5. Ensure meaningful representation of future generations and their interests

The interests of future generations as rights holders must be reflected in present day decision-making processes. A variety of mechanisms and models for meaningful representation of the interests of future generations already exist in corporate, national and sub-national contexts. The UN system should explore such mechanisms and mainstream them across its work and decision-making processes, including governance, policymaking, and partnerships. These mechanisms should be inclusive of relevant stakeholders of all ages in the present that are thinking and acting with the interests of future generations in mind. The UN system should also aim to support Member States in developing mechanisms at the local and regional levels, to ensure the interests of future generations are represented across all levels.
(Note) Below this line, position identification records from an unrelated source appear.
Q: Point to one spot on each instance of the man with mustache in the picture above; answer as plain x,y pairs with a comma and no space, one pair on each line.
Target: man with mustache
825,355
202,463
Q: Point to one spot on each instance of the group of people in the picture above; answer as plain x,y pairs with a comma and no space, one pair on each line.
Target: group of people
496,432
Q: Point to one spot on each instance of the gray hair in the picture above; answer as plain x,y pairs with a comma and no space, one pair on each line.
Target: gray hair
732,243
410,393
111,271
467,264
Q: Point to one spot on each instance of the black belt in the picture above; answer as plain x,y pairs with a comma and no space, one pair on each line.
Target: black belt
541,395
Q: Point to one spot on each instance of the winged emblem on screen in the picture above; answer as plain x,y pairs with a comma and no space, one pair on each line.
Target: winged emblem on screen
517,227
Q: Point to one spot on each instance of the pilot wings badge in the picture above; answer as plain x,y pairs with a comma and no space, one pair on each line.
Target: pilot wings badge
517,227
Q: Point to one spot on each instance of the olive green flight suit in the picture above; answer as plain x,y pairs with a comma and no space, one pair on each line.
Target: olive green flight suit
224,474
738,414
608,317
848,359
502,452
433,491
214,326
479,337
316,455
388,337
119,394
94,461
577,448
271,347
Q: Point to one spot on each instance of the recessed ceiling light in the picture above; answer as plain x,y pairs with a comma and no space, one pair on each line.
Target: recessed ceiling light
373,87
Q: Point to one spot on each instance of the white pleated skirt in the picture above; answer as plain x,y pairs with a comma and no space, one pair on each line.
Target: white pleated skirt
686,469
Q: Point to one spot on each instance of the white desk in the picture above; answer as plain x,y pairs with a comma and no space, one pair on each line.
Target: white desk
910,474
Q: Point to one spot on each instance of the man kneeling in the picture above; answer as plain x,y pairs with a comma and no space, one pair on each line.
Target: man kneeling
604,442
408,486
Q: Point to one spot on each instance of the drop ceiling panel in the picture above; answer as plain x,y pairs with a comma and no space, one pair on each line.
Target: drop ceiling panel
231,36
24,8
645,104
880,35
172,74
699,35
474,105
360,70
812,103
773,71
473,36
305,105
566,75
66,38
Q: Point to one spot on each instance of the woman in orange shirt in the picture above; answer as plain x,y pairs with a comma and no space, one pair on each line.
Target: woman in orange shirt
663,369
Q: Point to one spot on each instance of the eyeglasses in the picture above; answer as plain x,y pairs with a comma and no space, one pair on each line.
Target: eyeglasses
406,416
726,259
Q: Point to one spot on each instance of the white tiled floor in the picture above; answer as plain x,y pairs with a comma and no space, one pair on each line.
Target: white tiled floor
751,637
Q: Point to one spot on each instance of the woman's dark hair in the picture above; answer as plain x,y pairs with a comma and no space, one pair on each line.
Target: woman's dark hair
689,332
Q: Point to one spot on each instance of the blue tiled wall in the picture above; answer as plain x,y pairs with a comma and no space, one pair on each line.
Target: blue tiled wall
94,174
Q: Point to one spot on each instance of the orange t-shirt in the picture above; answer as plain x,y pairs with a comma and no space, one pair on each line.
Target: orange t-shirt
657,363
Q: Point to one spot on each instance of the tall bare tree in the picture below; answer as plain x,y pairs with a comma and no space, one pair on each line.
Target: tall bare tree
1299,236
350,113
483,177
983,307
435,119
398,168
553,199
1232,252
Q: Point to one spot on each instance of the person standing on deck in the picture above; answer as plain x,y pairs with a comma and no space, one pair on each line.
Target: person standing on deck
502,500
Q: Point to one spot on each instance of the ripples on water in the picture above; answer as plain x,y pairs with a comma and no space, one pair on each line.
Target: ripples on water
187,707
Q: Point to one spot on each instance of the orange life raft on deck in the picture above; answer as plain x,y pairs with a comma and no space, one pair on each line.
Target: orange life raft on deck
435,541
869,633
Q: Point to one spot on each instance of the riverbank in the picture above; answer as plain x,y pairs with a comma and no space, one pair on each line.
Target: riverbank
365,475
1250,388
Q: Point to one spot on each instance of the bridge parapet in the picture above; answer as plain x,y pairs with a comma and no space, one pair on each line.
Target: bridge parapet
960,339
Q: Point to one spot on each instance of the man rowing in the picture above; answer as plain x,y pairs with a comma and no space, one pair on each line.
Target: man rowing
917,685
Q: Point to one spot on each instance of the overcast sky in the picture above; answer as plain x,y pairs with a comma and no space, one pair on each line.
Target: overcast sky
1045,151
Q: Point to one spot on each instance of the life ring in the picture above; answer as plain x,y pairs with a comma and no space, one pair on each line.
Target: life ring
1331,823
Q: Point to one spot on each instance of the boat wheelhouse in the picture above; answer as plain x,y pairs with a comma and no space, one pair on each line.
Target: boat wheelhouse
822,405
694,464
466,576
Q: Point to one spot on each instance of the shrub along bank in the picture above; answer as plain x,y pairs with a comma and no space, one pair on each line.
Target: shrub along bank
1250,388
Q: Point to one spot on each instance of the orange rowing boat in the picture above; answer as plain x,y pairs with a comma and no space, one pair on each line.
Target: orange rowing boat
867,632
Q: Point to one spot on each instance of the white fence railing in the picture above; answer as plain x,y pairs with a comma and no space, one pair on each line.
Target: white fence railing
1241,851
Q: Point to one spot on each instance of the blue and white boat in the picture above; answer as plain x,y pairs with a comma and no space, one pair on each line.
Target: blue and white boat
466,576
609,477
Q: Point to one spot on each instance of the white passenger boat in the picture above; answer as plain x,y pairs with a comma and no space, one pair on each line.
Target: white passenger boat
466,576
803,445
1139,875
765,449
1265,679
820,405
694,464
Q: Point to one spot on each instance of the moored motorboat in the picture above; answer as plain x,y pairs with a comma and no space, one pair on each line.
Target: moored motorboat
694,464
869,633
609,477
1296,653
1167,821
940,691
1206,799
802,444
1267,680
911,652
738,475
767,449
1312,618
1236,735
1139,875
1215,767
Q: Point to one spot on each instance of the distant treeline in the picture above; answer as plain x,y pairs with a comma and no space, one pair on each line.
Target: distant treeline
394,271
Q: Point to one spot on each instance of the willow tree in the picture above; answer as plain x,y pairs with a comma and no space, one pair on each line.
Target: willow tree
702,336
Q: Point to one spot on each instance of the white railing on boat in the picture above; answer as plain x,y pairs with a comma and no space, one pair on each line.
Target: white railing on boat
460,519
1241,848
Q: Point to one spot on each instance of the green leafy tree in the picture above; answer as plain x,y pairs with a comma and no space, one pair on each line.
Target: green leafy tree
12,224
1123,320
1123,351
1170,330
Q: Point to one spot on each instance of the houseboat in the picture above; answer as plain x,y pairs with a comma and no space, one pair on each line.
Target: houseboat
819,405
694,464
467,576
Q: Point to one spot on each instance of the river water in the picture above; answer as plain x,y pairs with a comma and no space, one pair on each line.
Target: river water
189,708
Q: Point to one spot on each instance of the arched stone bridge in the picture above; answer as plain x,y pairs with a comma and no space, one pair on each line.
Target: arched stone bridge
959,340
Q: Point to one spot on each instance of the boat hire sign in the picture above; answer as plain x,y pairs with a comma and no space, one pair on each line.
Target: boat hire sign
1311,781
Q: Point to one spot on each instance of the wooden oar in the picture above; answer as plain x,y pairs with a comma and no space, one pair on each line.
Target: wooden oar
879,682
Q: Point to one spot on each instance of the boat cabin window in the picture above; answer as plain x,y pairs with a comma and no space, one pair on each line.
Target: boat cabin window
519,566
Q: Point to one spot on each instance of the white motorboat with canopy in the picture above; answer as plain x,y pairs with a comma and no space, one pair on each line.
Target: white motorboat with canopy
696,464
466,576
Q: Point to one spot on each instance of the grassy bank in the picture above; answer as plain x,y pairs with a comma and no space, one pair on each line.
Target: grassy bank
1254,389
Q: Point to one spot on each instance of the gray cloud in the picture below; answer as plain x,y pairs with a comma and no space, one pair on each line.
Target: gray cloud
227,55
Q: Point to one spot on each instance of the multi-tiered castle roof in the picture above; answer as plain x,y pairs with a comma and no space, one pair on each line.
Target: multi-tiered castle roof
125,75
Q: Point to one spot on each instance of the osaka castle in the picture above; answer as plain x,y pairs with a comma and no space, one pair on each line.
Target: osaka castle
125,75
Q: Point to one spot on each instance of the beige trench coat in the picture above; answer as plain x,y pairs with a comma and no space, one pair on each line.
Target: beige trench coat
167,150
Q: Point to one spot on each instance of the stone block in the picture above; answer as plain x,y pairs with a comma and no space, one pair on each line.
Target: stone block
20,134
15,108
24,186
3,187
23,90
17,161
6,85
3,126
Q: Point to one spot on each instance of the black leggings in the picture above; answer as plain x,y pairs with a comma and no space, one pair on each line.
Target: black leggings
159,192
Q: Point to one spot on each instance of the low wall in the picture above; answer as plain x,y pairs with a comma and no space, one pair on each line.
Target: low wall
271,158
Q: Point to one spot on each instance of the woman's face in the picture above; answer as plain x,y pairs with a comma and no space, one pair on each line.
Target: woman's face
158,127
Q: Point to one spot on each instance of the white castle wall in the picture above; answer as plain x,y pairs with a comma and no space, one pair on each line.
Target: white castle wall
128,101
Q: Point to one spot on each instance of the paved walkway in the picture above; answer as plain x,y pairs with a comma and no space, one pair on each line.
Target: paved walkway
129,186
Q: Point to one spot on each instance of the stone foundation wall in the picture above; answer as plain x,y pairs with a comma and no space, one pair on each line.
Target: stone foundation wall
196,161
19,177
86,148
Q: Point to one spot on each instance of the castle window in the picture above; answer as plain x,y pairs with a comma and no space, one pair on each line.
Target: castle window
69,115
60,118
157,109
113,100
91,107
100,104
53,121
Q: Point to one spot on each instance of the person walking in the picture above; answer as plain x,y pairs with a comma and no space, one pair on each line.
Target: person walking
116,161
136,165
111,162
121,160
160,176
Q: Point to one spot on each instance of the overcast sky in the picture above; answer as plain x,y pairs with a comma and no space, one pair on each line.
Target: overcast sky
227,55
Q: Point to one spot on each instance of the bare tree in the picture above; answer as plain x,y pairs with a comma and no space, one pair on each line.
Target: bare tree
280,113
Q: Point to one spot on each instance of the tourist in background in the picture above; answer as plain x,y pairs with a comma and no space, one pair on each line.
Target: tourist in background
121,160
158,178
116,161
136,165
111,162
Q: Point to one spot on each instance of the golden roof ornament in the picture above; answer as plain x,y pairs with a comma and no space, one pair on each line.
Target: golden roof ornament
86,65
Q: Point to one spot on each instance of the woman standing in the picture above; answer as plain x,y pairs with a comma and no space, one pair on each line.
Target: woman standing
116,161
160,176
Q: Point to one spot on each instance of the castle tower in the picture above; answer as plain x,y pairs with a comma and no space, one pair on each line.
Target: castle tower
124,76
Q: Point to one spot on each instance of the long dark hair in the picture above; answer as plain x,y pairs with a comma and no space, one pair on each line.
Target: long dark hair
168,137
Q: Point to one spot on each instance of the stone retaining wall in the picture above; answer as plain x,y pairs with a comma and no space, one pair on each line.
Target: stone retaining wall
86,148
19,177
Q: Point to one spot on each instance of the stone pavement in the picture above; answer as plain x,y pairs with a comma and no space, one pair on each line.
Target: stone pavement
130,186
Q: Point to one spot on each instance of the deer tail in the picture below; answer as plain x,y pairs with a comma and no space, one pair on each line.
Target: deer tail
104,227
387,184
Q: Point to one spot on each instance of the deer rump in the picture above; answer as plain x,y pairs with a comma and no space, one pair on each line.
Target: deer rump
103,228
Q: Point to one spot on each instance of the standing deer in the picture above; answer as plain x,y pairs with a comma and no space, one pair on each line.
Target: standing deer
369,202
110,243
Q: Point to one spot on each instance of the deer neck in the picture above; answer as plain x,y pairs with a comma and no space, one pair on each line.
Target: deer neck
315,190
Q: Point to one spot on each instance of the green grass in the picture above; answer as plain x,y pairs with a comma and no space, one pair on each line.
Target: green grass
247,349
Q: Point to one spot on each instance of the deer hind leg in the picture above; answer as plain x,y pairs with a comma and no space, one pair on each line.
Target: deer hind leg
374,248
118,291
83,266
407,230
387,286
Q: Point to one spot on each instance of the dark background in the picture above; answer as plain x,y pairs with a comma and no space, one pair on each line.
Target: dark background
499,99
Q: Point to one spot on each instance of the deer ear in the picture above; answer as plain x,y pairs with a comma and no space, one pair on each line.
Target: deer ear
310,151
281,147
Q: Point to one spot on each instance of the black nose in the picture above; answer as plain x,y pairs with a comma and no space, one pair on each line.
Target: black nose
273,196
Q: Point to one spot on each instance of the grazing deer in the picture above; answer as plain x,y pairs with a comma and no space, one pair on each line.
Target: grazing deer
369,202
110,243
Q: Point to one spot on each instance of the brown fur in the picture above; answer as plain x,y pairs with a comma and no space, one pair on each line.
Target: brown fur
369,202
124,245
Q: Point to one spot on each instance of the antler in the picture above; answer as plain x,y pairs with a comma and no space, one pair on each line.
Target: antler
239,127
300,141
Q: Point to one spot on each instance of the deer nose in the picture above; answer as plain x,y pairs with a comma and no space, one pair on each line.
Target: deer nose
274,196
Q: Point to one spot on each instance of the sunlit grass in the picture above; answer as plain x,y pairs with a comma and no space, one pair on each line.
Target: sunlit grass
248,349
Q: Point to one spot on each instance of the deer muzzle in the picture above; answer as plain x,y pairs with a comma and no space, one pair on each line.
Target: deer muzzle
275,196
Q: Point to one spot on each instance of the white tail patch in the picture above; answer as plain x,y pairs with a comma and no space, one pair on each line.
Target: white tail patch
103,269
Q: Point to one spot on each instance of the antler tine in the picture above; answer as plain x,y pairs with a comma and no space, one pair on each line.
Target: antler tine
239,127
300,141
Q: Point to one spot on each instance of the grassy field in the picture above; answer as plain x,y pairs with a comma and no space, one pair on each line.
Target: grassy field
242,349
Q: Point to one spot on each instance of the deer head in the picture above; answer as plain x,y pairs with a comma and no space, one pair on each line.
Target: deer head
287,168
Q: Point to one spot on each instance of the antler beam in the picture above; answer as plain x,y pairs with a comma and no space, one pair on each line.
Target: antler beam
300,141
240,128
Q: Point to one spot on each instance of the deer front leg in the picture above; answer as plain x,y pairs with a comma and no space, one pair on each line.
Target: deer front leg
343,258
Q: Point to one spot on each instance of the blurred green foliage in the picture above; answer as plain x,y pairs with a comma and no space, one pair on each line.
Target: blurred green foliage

6. Foster open science, data and knowledge for the future

The UN system should ensure its approach to future generations is firmly underpinned by science and innovation, treating data, education and knowledge as global public goods shared across generations. This means that the UN system should prioritize interdisciplinary knowledge including research into the long-term impacts of today’s actions; build transparent, inclusive and accessible sources of scientific information about key global trends (including related to the environment, demographics, and technologies); foster open science, data and knowledge to reduce global digital, technological and knowledge divides; and link interdisciplinary knowledge more firmly to policy and action, enabling evidence-based programming and anticipatory policymaking that will strive to safeguard the interests of future generations and preserve their abilities to uphold their human rights. It also means the UN system should invest in transformative education policies that foster open knowledge as central to shaping more just, peaceful, and sustainable futures.

7. Foster a future-oriented organizational culture and capabilities

The UN system should seek to adopt a more future-oriented organizational culture and ways of working by developing diverse capabilities, including foresight and futures literacy, and systematically promoting long-term and intergenerational thinking at all levels. The UN system should seek to operationalize future fit governance and accountability including: reviewing and strengthening existing UN rules, policies and procedures to better identify and account for future generations; developing and strengthening tools that measure impact in terms of immediate and long-term objectives; designing institutions and processes that are agile and can evolve with changing circumstances and emerging risks and opportunities; and taking meaningful steps to include the views and needs of future generations at all stages of decision-making.

8. Strengthen inclusive partnerships and global cooperation

Recognizing the importance of multistakeholder collaboration to respond to the rights, needs, and interests of future generations, the UN system should play a role in systematically building partnerships centered on inclusion and meaningful participation. Partnerships to support the implementation of these key principles would enable the UN system to reduce siloes, incentivize joint long-term outcomes, and contribute to accelerating a broader societal shift towards better accounting for the needs and interests of future generations. Inclusive multilateralism and partnerships should leverage collaborations with a wide range of stakeholders including civil society and the private sector to foster a movement of change that is agile, diverse, responsive, and inclusive both within and beyond the UN system.